Why Fruit Sugar Causes Fatty Liver and Weight Gain in Adults and Children

Fruit sugar (fructose) occurs naturally in honey, fruits, berries, flowers, and many root vegetables. It is a simple sugar, much sweeter than another familiar simple sugar, glucose.

Unlike glucose though, our cells are not able to use fructose to make energy. Instead, the fructose we eat or drink goes to the liver for processing.

In theory, the liver can convert fructose to glucose, which can then be added to the body’s glucose pool for energy production. This doesn’t happen often because usually glucose is present in the food or drink, so there’s more than enough glucose already available, and the liver doesn’t waste energy converting fructose to add to an already-high glucose level.

However, the liver does convert some of the glucose to fructose (via the polyol pathway), adding to the fructose already available from the digested fruit and drinks. If you’re interested in a little biochemistry, there’s a good description of the polyol pathway at this Wikipedia page.

The fructose is converted to a type of fat called triglyceride, and to a substance called uric acid (more details of each in the sections below).

Fatty human liver (NAFLD)

The triglyceride made from fructose is stored in the liver at first. At this early stage, routine blood tests may show liver enzymes increasing, but still within the ‘normal’ ranges, so your doctor may suggest ‘keeping an eye on it’.

Over time, as more and more fructose is consumed, more and more is converted to fat. The liver enlarges, and the fat hinders normal liver functions. Now ALT, AST and GGT, three of many enzymes made in the liver, spill out into the bloodstream and show up, elevated, in your next blood test. Raised ALT , raised AST, and raised GGT are signs of an unhealthy, fatty liver.

Lab Test Online is a useful website where you can find out the meaning of ALT, AST, and GGT, as well as your other blood tests and their abbreviations.

Along with the enzyme elevations, if palpation of the liver, or an ultrasound scan, confirms an enlarged liver, a diagnosis of fatty liver disease (also known as non-alcoholic fatty liver disease – NAFLD for short) is made.

Progression of NAFLD leads to insulin resistance, then metabolic syndrome, and eventually to an alarming array of debilitating lifestyle diseases such as obesity, type2 diabetes, and cardiovascular disease.

Fatty goose liver

Fattening of the liver is well known to French farmers. Geese or ducks are fed copious amounts of corn, which the birds digest to sugars.

The sugars cause their livers to become greatly enlarged and engorged with fat by the same mechanism human livers become enlarged and engorged with fat… a build-up of triglycerides.

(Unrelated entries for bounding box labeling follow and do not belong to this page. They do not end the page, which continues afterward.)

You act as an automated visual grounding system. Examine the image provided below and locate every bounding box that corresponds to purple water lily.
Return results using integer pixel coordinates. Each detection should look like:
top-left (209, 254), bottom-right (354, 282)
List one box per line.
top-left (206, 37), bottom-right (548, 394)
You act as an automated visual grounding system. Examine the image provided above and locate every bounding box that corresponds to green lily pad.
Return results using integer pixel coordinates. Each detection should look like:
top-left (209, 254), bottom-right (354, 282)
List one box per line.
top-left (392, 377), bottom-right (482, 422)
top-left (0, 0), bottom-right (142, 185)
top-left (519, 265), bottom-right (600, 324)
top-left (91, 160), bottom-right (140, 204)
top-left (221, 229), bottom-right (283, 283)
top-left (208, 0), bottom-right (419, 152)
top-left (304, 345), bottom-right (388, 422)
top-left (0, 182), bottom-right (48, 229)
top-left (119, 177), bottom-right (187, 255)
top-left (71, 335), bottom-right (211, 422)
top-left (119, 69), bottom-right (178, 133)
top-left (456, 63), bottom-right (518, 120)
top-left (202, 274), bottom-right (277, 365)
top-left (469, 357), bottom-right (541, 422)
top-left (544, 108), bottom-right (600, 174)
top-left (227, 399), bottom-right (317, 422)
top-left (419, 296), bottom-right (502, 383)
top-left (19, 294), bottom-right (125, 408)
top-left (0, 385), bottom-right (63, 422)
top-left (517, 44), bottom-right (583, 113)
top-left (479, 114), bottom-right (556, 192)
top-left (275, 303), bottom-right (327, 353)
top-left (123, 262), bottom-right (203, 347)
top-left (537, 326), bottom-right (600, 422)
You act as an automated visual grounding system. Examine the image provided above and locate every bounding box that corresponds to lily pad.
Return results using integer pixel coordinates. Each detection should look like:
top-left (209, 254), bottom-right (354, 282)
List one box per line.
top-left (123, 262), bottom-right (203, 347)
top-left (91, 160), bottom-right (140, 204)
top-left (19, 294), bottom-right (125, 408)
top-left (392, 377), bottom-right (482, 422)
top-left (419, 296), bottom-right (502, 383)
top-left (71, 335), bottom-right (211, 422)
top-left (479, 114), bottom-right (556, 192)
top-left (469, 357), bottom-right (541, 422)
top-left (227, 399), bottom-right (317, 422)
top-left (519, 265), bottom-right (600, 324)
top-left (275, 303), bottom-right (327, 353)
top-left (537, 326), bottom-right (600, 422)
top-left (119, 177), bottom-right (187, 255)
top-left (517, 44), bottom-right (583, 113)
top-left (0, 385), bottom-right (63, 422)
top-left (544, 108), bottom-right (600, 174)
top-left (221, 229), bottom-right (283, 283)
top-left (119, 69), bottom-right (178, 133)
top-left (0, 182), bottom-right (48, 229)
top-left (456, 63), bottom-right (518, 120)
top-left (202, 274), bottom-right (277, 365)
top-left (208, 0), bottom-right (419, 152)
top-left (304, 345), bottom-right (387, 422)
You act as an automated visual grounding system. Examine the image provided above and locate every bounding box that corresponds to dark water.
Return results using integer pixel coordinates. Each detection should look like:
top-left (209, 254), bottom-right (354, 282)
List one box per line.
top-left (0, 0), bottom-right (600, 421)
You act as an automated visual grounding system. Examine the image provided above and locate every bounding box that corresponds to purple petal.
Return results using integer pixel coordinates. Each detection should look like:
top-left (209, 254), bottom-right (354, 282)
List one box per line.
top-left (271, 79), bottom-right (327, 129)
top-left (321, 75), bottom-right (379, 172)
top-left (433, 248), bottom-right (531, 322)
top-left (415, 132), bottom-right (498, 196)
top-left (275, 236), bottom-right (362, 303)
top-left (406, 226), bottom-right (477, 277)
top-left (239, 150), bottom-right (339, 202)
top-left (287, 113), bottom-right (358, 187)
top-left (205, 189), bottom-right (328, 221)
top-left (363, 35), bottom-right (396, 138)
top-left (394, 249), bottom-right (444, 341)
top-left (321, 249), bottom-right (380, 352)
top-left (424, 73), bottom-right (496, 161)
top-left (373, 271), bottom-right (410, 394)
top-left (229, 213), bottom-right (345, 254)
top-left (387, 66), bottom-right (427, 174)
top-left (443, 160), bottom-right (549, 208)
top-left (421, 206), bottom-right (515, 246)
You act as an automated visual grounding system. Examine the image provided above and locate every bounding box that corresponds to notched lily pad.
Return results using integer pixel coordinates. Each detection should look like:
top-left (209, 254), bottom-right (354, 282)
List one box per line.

After the birds are harvested, their triglyceride-laden livers are processed into the delicacy, foie gras (foie is French for liver; gras is French for fat).

Fatty livestock

Apart from humans and geese, starch fattens other animals, too. Farmers use a variety of carbohydrate fodders to fatten their livestock before taking them to market.

In several countries, even though ruminants spend the first six months or so of their lives eating grass and other plants on the pastures like wild flowers, many spend the last months being fattened in confined feeding operations (CAFO).

There, the animals are given dry feeds, mainly wastes from the human food processing, seed oil, and alcohol brewing industries. For example, crumbs from the biscuit and cereal manufacturers, a feed known as BCM.

If you’re interested, the Agrifeeds New Zealand website has pictures and short descriptions of the various fattening carbohydrates, many of which fatten humans, too.

Fatty blood (high triglycerides)

The triglycerides building up in the liver (described in the NAFLD section above) eventually spill out into the blood stream.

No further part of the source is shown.